4 is a partially enlarged cross-sectional view of a prosthesis assembly for an implant according to another embodiment of the present invention.
5 is a schematic diagram of a prosthesis assembly for an implant according to another embodiment of the present invention,
6 is a partially enlarged cross-sectional view of FIG. 5,
7 is a flowchart showing a manufacturing process of a prosthesis assembly for an implant according to an embodiment of the present invention.

Hereinafter, embodiments of the present invention will be described in detail with reference to the accompanying drawings so that those of ordinary skill in the art may easily implement the present invention. However, the examples do not limit the scope of the present invention, which should be construed to aid understanding of the present invention.

The terms used in the embodiments are only used to describe specific embodiments, and are not intended to limit the embodiments. Singular expressions include plural expressions unless the context clearly indicates otherwise. In the present specification, terms such as'include' or'have' are intended to designate the presence of features, numbers, steps, actions, components, parts, or a combination thereof described in the specification, but one or more other features. It is to be understood that the presence or addition of elements or numbers, steps, actions, components, parts, or combinations thereof does not preclude in advance.

In the entire specification of the present application, the term'combination of these' included in the expression of the Makushi format refers to one or more mixtures or combinations selected from the group consisting of the components described in the expression of the Makushi format, and the constituent elements It means to include one or more selected from the group consisting of.

Throughout this specification, the description of'A and/or B'means'A, B, or A and B'.

Hereinafter, in order to allow those of ordinary skill in the art to easily implement the present invention, preferred embodiments of the present invention will be described in detail.

As described above, in the conventional surgical clip, blood vessels are insufficiently ligated to cause loss of blood, or during or after surgery, the clip is disassembled or not disassembled after surgery, causing damage to organs.

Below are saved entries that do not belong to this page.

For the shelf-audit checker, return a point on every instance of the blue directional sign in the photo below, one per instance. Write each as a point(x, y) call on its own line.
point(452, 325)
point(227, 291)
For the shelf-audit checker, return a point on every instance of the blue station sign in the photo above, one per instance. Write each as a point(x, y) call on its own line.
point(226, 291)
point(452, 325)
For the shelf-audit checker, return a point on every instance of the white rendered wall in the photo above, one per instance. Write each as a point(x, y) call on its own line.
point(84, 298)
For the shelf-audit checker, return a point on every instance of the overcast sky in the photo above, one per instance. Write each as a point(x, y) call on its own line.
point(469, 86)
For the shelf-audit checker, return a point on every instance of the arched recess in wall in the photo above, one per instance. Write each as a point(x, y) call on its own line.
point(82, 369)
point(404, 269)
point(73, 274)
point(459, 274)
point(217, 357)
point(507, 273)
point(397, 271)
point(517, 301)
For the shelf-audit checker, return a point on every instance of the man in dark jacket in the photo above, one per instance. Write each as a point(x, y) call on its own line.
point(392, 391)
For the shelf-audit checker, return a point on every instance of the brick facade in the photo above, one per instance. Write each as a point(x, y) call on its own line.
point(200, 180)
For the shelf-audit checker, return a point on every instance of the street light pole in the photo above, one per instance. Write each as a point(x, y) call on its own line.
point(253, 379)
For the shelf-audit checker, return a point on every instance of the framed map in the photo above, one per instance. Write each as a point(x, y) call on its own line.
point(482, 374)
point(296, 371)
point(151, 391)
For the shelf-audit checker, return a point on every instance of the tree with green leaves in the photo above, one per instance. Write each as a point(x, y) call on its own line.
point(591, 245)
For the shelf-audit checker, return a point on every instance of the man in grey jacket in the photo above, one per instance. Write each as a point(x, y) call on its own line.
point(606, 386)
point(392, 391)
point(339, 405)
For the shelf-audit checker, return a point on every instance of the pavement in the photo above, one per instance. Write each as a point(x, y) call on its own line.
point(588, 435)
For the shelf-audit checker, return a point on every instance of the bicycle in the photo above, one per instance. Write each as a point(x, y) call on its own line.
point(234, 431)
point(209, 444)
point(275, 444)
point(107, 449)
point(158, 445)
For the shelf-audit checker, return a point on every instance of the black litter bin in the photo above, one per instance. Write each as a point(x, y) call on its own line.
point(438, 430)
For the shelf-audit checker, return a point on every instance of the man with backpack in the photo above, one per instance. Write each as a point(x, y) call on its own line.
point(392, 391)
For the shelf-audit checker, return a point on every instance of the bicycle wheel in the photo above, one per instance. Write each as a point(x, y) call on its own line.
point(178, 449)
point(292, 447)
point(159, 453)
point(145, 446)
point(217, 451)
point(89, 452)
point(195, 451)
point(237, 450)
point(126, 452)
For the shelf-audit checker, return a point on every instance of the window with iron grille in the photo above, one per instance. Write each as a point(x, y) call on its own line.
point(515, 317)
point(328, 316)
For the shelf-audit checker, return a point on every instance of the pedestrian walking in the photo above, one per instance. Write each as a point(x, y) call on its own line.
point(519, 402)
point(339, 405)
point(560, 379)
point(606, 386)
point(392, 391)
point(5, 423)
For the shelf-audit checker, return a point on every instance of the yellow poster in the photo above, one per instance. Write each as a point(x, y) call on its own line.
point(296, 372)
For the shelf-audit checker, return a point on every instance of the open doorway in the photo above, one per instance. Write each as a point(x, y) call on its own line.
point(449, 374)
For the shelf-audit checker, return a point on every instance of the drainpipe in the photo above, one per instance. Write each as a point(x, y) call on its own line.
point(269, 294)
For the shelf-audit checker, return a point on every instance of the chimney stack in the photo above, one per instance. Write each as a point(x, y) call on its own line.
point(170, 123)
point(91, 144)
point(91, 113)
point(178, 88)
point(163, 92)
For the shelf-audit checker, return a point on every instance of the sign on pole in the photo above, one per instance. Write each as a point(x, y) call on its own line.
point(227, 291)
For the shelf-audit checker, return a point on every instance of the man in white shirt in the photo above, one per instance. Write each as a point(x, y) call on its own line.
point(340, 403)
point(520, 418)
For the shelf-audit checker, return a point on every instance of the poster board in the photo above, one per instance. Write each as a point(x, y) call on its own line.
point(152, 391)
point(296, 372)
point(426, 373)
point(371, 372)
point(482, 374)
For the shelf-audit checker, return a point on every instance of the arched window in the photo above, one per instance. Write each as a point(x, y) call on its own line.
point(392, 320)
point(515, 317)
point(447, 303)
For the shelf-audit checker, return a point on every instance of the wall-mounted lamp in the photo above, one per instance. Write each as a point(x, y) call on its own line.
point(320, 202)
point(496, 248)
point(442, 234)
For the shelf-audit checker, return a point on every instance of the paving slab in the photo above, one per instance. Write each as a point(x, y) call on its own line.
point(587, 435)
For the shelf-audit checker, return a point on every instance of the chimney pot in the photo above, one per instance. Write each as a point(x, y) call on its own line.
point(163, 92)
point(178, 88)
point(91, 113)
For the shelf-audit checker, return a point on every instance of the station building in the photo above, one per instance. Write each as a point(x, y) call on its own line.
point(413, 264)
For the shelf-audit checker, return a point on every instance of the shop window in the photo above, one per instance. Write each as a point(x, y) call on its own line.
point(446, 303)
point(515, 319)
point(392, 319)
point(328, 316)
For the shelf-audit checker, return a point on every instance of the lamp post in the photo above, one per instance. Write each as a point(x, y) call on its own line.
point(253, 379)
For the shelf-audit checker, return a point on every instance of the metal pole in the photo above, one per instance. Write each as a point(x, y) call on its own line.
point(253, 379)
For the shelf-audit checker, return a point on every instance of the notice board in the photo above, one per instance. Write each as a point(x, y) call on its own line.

Accordingly, in the present invention, by configuring a plurality of layers of biodegradable material to be decomposed according to parallax, the cut part of the blood vessel is stably maintained to stop hemostasis, and the biodegradable polymer material is made of a biodegradable polymer material so as not to cause adverse side effects in the body. I sought a solution.

1 is a schematic diagram of a prosthesis assembly for an implant according to an embodiment of the present invention, FIG. 2 is a partially enlarged view of FIG. 1, and FIG. 3 is a tension member according to an embodiment of the present invention. Each is shown.

1 to 3, the implant prosthesis assembly 100 according to the present invention includes an abutment 11 implanted in the pubic bone of a patient and a prosthesis C coupled to the abutment 11, , It includes a feature characterized in that the holding portion (A) is formed between the abutment (11) and the prosthesis (C).

Specifically, in the holding portion (A), an undercut having a predetermined groove shape is formed on the side portion of the abutment 11, and the tension member 300 according to the present invention is a separate It includes a structure that is mounted as an independent member.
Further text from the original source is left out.